AI will take construction robotics from hype to reality

Buildots attaches 360 cameras onto project managers’ hardhats to collect footage inside the construction site, flagging problems to be solved and tracking construction progress.
Written by Eileen Brown, Contributor

It seems inevitable that robots will have a big role in the construction industry, but until these machines can automatically prioritize tasks, project managers will still need to manually assess and appraise how the project is progressing.

However, the construction industry's productivity has trailed that of other sectors for decades, and there is a $1.6 trillion opportunity to close the gap, according to a McKinsey report.

AI and deep learning can make robotics useful across the construction industry. Now, Israel-based AI startup Buildots has been taking its first steps to make this happen.

Buildots attaches 360-degree cameras onto project managers' hardhats to collect footage inside the construction site and analyze the data.

On a typical site, there are tens of thousands of different construction activities. Tasks can be as small as installing a door handle, or as big as laying a brick wall.

A project manager -- who wants to validate that a room is progressing as planned -- needs to open multiple designs, a schedule file, and start measuring positions and verifying progress for each of the tasks. This can lead to some areas being checked only once, instead of on an on-going basis.

The Buildots platform creates the construction control room, by automatically the data captured using the cameras, and compares it to the designs and project schedule.

It analyzes every electrical outlet, wall, or window, separately to determine its exact state relative to that expected on the plans. The comparison delivers a view of the design plan, flagging problems that can be solved, and accurately tracking progress.

Deep learning models and algorithms such as the AI-based image stabilization engine, person data removal which removes people, phone/tablet screens, and paper notes and status classification can transform the visual data into insights.

Although humans can naturally analyze the layout of the space and see what still needs to be done, replacing that with technology requires high-end imaging devices and complex algorithms.

During the build of its AI architecture, the company noticed that in a typical apartment, there would usually be over 50 electrical outlets. This means that after building a few floors, there would easily be a thousand different outlets installed.

As those outlets are now captured a few times a week, using a hard hat camera, the outlet is captured from multiple angles, meaning hundreds of thousands of different images of those outlets.

In most cases, those same outlet types would be installed on every other floor in the building, often in the same location. The data from the first few weeks shows a thousand different physical instances, from hundreds of different angles, in different light conditions.

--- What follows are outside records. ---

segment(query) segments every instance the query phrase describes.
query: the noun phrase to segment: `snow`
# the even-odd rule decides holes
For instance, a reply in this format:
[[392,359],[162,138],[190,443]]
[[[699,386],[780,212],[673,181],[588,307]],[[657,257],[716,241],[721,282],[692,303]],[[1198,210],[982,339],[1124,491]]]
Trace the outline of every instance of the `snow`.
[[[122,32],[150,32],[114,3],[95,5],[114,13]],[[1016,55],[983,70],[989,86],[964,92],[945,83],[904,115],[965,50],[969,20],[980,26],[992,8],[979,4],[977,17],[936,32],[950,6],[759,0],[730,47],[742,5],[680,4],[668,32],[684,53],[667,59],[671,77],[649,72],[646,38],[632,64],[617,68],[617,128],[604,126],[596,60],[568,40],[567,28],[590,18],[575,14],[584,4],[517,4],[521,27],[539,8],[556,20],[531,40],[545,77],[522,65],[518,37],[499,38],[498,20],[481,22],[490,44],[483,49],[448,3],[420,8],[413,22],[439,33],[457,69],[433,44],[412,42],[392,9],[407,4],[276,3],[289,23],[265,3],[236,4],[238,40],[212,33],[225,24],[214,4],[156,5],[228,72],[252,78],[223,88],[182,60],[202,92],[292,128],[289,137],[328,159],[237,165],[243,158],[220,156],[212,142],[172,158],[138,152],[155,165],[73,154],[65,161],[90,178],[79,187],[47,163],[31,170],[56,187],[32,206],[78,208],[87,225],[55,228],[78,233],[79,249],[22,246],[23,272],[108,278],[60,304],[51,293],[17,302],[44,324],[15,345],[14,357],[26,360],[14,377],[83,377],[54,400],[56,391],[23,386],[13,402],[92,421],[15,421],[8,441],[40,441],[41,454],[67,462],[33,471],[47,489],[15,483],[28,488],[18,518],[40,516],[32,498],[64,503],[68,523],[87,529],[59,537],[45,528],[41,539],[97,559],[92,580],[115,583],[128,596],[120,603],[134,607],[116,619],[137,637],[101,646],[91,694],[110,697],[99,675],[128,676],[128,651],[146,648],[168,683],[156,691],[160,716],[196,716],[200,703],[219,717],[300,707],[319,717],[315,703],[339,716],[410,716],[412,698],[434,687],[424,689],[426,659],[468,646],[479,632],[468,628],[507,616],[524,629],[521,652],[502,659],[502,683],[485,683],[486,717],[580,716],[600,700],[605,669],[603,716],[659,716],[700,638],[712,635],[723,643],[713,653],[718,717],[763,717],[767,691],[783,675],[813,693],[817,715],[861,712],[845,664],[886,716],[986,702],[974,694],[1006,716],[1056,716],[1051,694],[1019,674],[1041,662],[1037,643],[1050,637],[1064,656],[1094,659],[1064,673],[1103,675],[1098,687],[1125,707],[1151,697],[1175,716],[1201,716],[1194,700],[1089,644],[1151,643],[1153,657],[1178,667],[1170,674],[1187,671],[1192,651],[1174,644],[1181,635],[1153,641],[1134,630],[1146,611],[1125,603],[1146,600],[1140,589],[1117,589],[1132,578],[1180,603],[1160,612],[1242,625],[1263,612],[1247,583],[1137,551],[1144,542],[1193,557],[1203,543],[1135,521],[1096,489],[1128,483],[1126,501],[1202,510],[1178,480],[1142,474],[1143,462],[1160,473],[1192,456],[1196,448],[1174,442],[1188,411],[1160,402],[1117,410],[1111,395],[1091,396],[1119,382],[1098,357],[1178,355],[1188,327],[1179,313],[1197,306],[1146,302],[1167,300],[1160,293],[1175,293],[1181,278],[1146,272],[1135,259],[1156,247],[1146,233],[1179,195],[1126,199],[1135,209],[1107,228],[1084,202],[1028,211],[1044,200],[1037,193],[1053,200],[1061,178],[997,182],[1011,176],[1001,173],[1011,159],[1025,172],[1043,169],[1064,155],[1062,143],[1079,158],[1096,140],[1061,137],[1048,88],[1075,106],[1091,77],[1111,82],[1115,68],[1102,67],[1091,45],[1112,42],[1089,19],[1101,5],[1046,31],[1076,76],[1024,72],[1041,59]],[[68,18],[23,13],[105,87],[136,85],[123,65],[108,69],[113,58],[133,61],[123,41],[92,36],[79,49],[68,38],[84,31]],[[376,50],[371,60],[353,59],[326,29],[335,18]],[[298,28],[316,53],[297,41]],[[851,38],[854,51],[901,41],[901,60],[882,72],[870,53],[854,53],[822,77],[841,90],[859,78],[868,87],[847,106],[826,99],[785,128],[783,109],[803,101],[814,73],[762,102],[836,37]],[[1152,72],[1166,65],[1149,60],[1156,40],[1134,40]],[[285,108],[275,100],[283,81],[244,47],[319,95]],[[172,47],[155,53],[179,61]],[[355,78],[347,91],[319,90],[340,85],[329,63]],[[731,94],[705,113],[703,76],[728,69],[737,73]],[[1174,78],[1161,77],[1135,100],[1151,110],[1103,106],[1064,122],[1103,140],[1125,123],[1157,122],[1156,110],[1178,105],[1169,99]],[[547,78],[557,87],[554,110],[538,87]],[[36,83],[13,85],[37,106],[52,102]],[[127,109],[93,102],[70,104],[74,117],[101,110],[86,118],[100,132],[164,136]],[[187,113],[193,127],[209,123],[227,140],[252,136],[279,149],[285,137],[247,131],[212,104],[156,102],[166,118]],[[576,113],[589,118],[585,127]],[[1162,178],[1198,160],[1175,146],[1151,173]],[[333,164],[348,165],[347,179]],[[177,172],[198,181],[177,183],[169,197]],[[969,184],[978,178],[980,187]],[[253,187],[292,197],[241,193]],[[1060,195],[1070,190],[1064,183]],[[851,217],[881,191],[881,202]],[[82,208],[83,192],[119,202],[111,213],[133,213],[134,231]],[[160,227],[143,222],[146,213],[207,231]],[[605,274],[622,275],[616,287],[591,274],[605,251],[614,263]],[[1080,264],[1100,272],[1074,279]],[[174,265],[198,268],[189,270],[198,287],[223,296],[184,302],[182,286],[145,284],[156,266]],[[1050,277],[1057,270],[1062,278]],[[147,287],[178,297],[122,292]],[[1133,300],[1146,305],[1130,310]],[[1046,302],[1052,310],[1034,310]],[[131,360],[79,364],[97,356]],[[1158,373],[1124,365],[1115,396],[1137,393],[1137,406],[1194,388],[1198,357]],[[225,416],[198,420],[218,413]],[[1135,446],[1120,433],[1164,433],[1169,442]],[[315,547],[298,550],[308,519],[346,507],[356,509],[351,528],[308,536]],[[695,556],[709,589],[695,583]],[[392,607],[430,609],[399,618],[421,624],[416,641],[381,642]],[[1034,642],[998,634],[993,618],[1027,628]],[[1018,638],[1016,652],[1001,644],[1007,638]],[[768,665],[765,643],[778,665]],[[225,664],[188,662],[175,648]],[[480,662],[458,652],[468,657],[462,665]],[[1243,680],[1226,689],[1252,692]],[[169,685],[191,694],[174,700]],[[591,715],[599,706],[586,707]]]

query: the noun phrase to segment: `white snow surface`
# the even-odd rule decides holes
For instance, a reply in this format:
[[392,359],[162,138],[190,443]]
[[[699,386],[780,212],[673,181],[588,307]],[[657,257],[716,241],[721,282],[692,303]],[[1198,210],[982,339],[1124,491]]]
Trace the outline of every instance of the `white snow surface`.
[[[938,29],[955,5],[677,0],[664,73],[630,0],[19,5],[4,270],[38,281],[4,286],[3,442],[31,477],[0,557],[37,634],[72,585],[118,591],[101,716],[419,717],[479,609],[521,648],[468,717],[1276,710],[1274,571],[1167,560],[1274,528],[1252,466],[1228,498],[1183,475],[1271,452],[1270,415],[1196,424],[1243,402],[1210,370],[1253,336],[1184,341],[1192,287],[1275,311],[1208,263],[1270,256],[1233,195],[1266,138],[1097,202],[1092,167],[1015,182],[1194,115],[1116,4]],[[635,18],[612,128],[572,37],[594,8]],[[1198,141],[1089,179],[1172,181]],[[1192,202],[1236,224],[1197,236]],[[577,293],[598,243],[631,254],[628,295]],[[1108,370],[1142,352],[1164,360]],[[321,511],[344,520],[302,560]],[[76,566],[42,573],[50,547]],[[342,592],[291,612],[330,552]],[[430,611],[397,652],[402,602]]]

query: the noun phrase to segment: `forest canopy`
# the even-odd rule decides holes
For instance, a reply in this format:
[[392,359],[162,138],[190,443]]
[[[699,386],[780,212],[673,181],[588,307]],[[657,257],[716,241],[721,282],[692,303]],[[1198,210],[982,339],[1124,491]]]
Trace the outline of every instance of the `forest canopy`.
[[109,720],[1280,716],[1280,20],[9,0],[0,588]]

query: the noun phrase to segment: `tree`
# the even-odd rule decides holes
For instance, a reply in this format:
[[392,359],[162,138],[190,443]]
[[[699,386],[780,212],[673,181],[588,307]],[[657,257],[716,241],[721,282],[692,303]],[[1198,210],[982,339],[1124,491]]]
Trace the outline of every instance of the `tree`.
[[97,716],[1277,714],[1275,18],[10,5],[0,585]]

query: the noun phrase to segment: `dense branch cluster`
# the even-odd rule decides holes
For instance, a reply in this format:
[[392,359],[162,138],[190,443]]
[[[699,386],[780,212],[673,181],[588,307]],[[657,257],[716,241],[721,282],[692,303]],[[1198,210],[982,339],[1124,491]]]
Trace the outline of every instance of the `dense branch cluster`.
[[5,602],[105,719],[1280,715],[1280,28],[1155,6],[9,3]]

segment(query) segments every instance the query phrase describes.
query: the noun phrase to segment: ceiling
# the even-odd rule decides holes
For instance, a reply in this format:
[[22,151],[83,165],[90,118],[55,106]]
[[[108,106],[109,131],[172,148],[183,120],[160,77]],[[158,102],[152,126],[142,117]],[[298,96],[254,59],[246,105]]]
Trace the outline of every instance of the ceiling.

While data is collected, the models are constantly retrained and are overfitted for that specific project, allowing extremely high precision levels within that project.

The platform provides a general awareness that can be used to integrate other technologies like robotics into construction plans without having to spend time and resources directing them.

More accuracy will lead to greater productivity and cost savings -- and that could only be a good thing -- no matter what industry it happens to be.